Мы расчищали поля. Их с начала войны не вспахивали, и все заросло бурьяном и кустами. Женщины орудовали топорами и мотыгами, а мужчины корчевали и пахали. Примерно через месяц на поле пришел Боун и сказал, что будет платить мне десять долларов в месяц, как всем женщинам, потому что не хочет, чтоб я совсем уж надорвалась.

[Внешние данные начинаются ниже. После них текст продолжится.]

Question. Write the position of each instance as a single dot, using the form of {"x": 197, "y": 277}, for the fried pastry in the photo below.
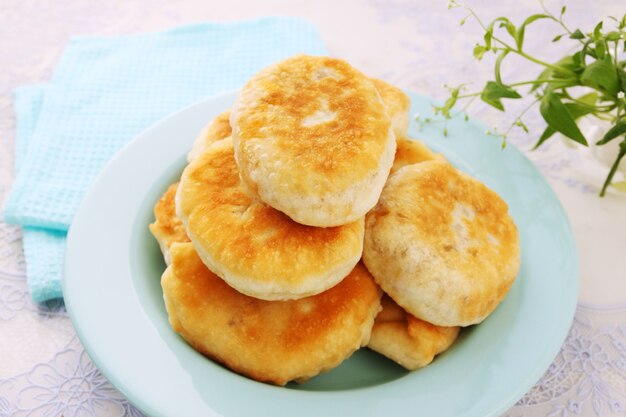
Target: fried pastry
{"x": 407, "y": 340}
{"x": 217, "y": 129}
{"x": 271, "y": 341}
{"x": 256, "y": 249}
{"x": 312, "y": 139}
{"x": 167, "y": 227}
{"x": 441, "y": 244}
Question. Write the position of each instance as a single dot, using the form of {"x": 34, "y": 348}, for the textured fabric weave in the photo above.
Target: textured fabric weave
{"x": 104, "y": 92}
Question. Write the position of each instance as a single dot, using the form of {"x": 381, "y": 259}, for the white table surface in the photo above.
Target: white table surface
{"x": 417, "y": 45}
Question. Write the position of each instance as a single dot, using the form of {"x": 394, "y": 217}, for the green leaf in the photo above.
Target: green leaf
{"x": 612, "y": 133}
{"x": 600, "y": 49}
{"x": 601, "y": 75}
{"x": 519, "y": 35}
{"x": 479, "y": 51}
{"x": 493, "y": 92}
{"x": 613, "y": 36}
{"x": 558, "y": 117}
{"x": 576, "y": 110}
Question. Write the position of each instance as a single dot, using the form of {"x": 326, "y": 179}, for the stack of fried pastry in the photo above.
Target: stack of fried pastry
{"x": 307, "y": 225}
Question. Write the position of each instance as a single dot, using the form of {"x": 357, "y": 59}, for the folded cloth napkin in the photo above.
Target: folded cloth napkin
{"x": 103, "y": 93}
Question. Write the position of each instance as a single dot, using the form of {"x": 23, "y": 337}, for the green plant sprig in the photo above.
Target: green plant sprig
{"x": 597, "y": 66}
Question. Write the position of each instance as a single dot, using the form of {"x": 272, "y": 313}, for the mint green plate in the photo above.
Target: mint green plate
{"x": 112, "y": 292}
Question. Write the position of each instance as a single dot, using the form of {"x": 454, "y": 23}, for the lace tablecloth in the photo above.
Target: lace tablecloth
{"x": 415, "y": 44}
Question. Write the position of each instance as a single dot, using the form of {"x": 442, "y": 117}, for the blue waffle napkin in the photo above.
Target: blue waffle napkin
{"x": 104, "y": 92}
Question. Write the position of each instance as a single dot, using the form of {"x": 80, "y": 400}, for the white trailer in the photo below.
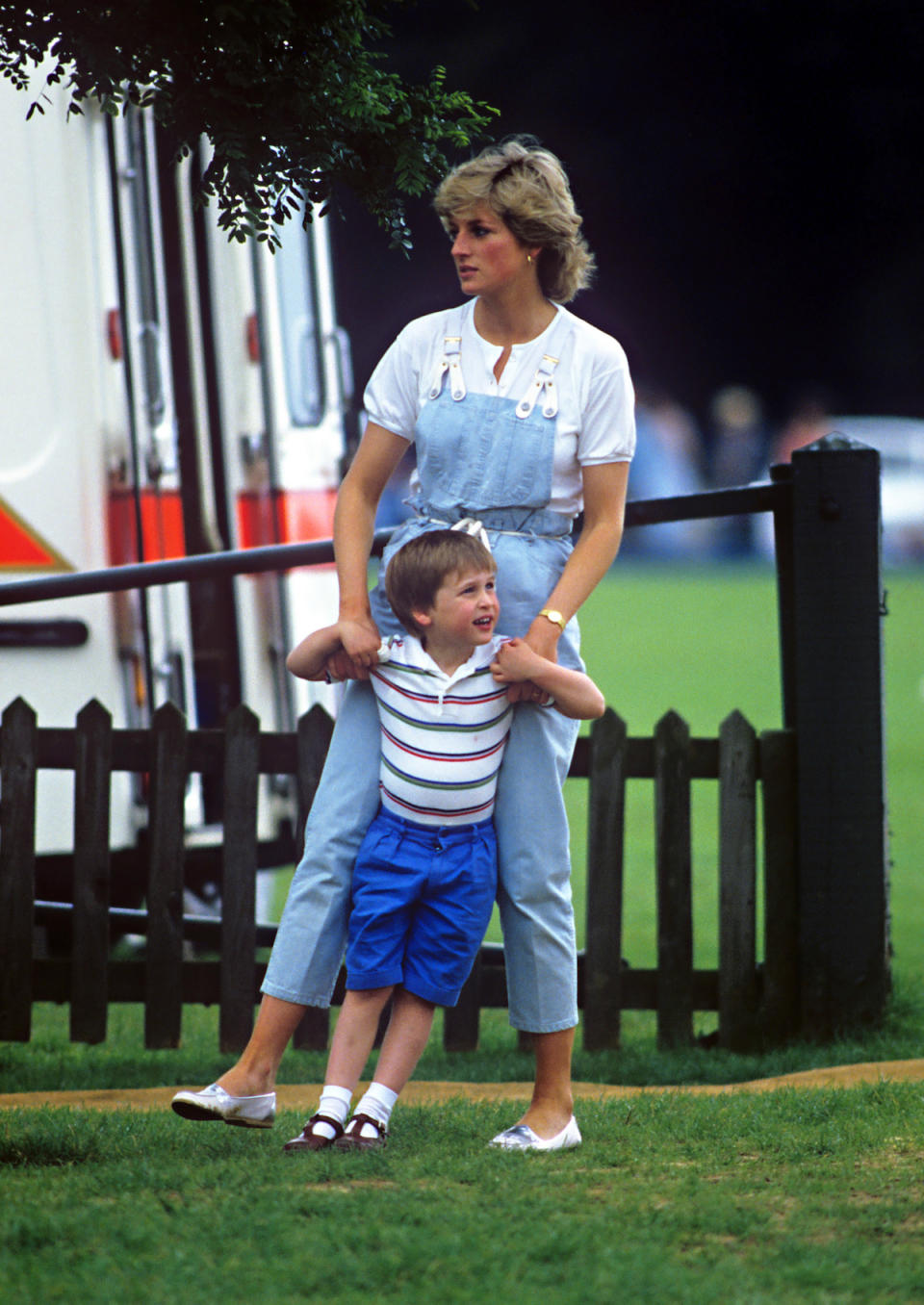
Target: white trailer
{"x": 166, "y": 392}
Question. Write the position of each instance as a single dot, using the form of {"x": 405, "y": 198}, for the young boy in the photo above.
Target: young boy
{"x": 425, "y": 875}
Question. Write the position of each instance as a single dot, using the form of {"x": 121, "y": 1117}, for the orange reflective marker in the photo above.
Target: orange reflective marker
{"x": 24, "y": 549}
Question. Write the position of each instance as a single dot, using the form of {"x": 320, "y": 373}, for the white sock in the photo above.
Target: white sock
{"x": 378, "y": 1102}
{"x": 336, "y": 1104}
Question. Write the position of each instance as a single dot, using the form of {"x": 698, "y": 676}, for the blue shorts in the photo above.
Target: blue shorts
{"x": 421, "y": 902}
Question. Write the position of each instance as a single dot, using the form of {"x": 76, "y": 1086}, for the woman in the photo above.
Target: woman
{"x": 523, "y": 418}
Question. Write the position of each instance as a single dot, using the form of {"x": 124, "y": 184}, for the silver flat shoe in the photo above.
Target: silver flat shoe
{"x": 523, "y": 1139}
{"x": 215, "y": 1103}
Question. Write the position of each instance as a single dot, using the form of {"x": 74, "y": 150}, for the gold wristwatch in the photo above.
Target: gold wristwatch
{"x": 556, "y": 618}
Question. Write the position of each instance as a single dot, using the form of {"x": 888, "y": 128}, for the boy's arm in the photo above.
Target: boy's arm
{"x": 308, "y": 659}
{"x": 575, "y": 693}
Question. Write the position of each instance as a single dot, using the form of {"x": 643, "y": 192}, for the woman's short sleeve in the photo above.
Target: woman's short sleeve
{"x": 393, "y": 398}
{"x": 608, "y": 413}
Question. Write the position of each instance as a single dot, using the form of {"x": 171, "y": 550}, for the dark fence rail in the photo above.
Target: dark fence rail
{"x": 826, "y": 948}
{"x": 747, "y": 997}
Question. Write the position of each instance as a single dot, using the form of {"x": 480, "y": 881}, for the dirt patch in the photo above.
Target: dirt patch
{"x": 303, "y": 1096}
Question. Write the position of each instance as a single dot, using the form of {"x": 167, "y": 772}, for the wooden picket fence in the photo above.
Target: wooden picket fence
{"x": 756, "y": 1004}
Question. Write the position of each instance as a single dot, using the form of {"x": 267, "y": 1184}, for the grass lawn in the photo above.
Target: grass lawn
{"x": 792, "y": 1195}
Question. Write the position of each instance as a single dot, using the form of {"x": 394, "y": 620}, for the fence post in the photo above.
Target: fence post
{"x": 737, "y": 883}
{"x": 605, "y": 828}
{"x": 836, "y": 612}
{"x": 780, "y": 1008}
{"x": 17, "y": 871}
{"x": 90, "y": 945}
{"x": 675, "y": 887}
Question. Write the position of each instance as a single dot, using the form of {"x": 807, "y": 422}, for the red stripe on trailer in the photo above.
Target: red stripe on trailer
{"x": 24, "y": 549}
{"x": 285, "y": 516}
{"x": 161, "y": 526}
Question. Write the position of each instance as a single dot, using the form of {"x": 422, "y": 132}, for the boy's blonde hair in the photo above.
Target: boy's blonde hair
{"x": 528, "y": 191}
{"x": 421, "y": 568}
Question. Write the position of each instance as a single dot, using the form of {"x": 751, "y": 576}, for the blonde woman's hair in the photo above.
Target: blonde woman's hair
{"x": 422, "y": 565}
{"x": 527, "y": 188}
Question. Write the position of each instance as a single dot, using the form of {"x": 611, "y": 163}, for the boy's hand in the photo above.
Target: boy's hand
{"x": 359, "y": 649}
{"x": 513, "y": 664}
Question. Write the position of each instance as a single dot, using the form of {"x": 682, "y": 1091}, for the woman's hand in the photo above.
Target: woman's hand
{"x": 513, "y": 664}
{"x": 359, "y": 652}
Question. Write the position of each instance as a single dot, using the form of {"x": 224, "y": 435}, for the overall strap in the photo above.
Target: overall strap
{"x": 545, "y": 378}
{"x": 450, "y": 360}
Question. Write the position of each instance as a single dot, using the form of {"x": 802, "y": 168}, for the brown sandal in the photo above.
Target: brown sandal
{"x": 311, "y": 1140}
{"x": 352, "y": 1137}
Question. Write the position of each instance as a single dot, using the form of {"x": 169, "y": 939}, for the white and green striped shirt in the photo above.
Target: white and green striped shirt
{"x": 443, "y": 735}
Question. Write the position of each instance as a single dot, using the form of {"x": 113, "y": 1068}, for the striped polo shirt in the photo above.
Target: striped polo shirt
{"x": 443, "y": 735}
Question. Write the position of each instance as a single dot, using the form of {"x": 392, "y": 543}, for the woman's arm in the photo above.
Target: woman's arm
{"x": 604, "y": 488}
{"x": 575, "y": 693}
{"x": 377, "y": 455}
{"x": 308, "y": 659}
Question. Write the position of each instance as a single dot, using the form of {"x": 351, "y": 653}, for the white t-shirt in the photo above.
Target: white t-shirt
{"x": 595, "y": 422}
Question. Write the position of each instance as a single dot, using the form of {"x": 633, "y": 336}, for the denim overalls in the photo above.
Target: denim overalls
{"x": 490, "y": 458}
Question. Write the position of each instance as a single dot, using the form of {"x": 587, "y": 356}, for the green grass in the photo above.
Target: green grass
{"x": 783, "y": 1197}
{"x": 792, "y": 1195}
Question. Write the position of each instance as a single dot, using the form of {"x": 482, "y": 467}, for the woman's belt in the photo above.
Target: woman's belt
{"x": 536, "y": 523}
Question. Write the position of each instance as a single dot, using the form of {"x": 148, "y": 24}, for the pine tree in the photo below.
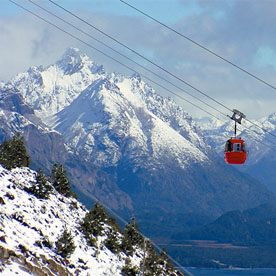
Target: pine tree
{"x": 92, "y": 225}
{"x": 112, "y": 242}
{"x": 165, "y": 261}
{"x": 40, "y": 188}
{"x": 14, "y": 154}
{"x": 132, "y": 237}
{"x": 129, "y": 269}
{"x": 60, "y": 180}
{"x": 65, "y": 245}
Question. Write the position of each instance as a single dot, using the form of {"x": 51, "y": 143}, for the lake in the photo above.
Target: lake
{"x": 227, "y": 272}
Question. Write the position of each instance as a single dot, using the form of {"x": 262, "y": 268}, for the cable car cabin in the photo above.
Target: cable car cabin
{"x": 235, "y": 151}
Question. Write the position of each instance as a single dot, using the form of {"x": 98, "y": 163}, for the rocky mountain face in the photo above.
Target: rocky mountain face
{"x": 136, "y": 151}
{"x": 32, "y": 239}
{"x": 261, "y": 159}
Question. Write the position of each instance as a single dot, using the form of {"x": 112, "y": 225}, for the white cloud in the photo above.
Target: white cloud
{"x": 236, "y": 30}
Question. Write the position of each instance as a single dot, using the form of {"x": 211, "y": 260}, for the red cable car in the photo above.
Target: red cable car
{"x": 235, "y": 148}
{"x": 235, "y": 151}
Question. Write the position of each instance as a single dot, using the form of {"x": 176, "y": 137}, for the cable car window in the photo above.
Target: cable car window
{"x": 227, "y": 146}
{"x": 236, "y": 147}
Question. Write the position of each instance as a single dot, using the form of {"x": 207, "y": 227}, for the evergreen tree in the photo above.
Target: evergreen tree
{"x": 65, "y": 245}
{"x": 40, "y": 188}
{"x": 14, "y": 154}
{"x": 132, "y": 237}
{"x": 129, "y": 269}
{"x": 112, "y": 242}
{"x": 60, "y": 180}
{"x": 92, "y": 225}
{"x": 166, "y": 261}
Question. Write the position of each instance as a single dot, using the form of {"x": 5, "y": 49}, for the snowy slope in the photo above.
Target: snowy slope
{"x": 95, "y": 111}
{"x": 152, "y": 157}
{"x": 26, "y": 222}
{"x": 112, "y": 113}
{"x": 49, "y": 90}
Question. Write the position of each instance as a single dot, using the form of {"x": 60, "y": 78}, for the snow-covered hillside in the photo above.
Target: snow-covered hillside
{"x": 30, "y": 228}
{"x": 138, "y": 152}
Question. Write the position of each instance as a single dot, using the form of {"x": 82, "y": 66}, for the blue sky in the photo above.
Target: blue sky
{"x": 243, "y": 31}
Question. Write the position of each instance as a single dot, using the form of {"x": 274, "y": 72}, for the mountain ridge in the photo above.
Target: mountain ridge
{"x": 148, "y": 149}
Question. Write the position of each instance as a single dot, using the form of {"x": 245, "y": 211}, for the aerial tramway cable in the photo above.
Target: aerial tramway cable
{"x": 200, "y": 45}
{"x": 155, "y": 64}
{"x": 131, "y": 69}
{"x": 126, "y": 57}
{"x": 89, "y": 45}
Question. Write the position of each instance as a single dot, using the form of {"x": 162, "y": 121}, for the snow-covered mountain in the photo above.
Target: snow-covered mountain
{"x": 31, "y": 227}
{"x": 153, "y": 158}
{"x": 261, "y": 158}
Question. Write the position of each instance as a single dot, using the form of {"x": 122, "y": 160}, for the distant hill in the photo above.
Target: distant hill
{"x": 255, "y": 226}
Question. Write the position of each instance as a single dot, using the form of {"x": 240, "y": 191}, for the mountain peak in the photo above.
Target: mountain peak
{"x": 272, "y": 117}
{"x": 73, "y": 61}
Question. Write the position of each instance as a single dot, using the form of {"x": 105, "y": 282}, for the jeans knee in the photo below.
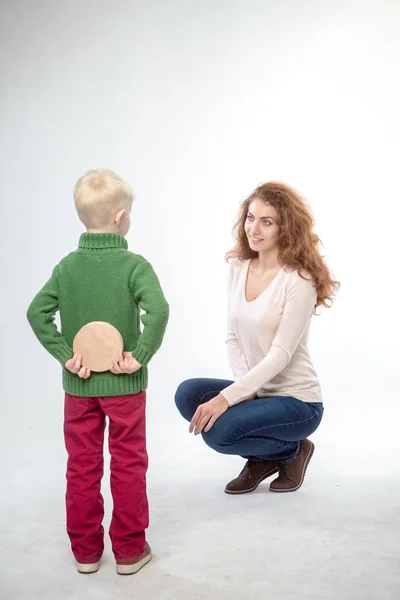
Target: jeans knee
{"x": 218, "y": 439}
{"x": 182, "y": 397}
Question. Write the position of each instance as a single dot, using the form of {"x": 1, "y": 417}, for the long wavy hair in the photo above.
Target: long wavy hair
{"x": 299, "y": 246}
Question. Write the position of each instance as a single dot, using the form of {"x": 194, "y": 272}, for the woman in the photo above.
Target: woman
{"x": 277, "y": 279}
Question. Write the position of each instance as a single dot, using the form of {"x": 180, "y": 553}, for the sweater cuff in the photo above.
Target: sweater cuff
{"x": 64, "y": 354}
{"x": 142, "y": 356}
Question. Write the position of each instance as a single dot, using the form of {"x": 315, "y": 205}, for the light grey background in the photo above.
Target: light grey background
{"x": 196, "y": 103}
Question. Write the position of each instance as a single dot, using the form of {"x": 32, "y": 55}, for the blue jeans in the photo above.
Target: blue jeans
{"x": 264, "y": 428}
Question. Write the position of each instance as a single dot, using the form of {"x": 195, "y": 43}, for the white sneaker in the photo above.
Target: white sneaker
{"x": 135, "y": 566}
{"x": 87, "y": 568}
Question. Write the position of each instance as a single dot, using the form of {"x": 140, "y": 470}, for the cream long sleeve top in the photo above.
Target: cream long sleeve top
{"x": 267, "y": 337}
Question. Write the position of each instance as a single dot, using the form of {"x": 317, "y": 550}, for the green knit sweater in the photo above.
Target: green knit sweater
{"x": 102, "y": 281}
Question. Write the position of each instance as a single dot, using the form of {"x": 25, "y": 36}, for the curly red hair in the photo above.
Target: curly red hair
{"x": 298, "y": 244}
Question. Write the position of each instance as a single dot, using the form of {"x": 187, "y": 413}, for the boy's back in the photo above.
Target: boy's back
{"x": 102, "y": 281}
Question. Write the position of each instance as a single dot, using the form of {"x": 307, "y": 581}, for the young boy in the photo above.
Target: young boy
{"x": 102, "y": 281}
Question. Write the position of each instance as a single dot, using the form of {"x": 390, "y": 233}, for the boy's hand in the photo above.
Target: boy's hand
{"x": 74, "y": 365}
{"x": 125, "y": 364}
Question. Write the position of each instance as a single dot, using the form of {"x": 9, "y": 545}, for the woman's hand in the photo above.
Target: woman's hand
{"x": 207, "y": 413}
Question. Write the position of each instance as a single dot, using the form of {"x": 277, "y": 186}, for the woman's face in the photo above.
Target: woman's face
{"x": 261, "y": 226}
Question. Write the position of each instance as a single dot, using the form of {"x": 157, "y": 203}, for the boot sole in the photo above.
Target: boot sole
{"x": 132, "y": 569}
{"x": 247, "y": 491}
{"x": 306, "y": 463}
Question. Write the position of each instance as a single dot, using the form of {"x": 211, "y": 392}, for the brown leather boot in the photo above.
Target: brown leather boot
{"x": 251, "y": 476}
{"x": 291, "y": 476}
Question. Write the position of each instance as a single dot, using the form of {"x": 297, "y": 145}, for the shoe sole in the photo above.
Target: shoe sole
{"x": 306, "y": 463}
{"x": 269, "y": 474}
{"x": 132, "y": 569}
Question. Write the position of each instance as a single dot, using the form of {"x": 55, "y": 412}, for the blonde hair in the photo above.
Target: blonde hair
{"x": 98, "y": 194}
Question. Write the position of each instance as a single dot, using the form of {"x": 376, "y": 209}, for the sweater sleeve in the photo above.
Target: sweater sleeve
{"x": 299, "y": 306}
{"x": 41, "y": 314}
{"x": 236, "y": 358}
{"x": 150, "y": 298}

Мне тогда было одиннадцать-двенадцать лет, но я работала наравне со всеми. А тем, кто меня обгонял, приходилось немало попотеть.
Книга вторая
Реконструкция
Проблеск света — и снова тьма
Некоторое время все вроде бы у нас шло хорошо. В поселке была небольшая школа — первая хижина слева. Все младшие дети ходили в школу днем, а дети постарше и взрослые — вечером, когда кончали работать. Учитель был цветной с Севера — красивый молодой человек с коричневой кожей и очень воспитанный. Все взрослые и дети любили его. Раз в неделю у нас был особый день учителя. Когда он приходил к кому-нибудь обедать. Тут уж каждый старался перещеголять всех остальных! У нас не было стула, а не сажать же такого гостя на скамью! И я послала Неда попросить стул. Только он вернулся со стулом, я его отправила за вилкой с тарелкой. Вилку и тарелку дала женщина, которая работала в большом доме. Так она сказала Неду, чтоб я не удивлялась, если учитель их узнает: эту вилку и тарелку у нее уже брали в поселке все. Ну, может, он и узнал их, но только, как воспитанный человек, ничего об этом не сказал. Сесть за стол с учителем и Недом я не села. Стыдно было. Я притворялась, будто занята работой, но все время, пока учитель ел, поглядывала на него — нравится ему еда или нет. Потом учитель спросил Неда, не хочет ли он почитать для меня, и вытащил из кармана книгу — одну-единственную на всю школу, а Неду пришлось встать рядом с ним. Учитель указывал слова, и Нед громко их читал. Я стояла возле, слушала и улыбалась. Прежде я, пожалуй, не смотрела на Неда как на родного, а был он для меня мальчиком, о котором, кроме меня, позаботиться некому. А теперь я слушала, как он читает, и понимала — не будь меня, не было бы здесь и Неда. Будто я не только спасла Неда от гибели — будто я сама его родила. Потом Нед лег спать, а мы с учителем сидели у очага и разговаривали. Он спросил, почему я не хожу в школу, как все. Я ответила, что прихожу с поля очень усталая. Нед учится, мне и довольно. Мы говорили и говорили. Учитель был очень воспитанный и всем нравился, особенно женщинам. Мне он тоже нравился, и я раза два сходила в школу, чтоб только посмотреть на него. Но потом сказала себе, что мне о таком, как он, думать не годится, и уже больше в школу не ходила.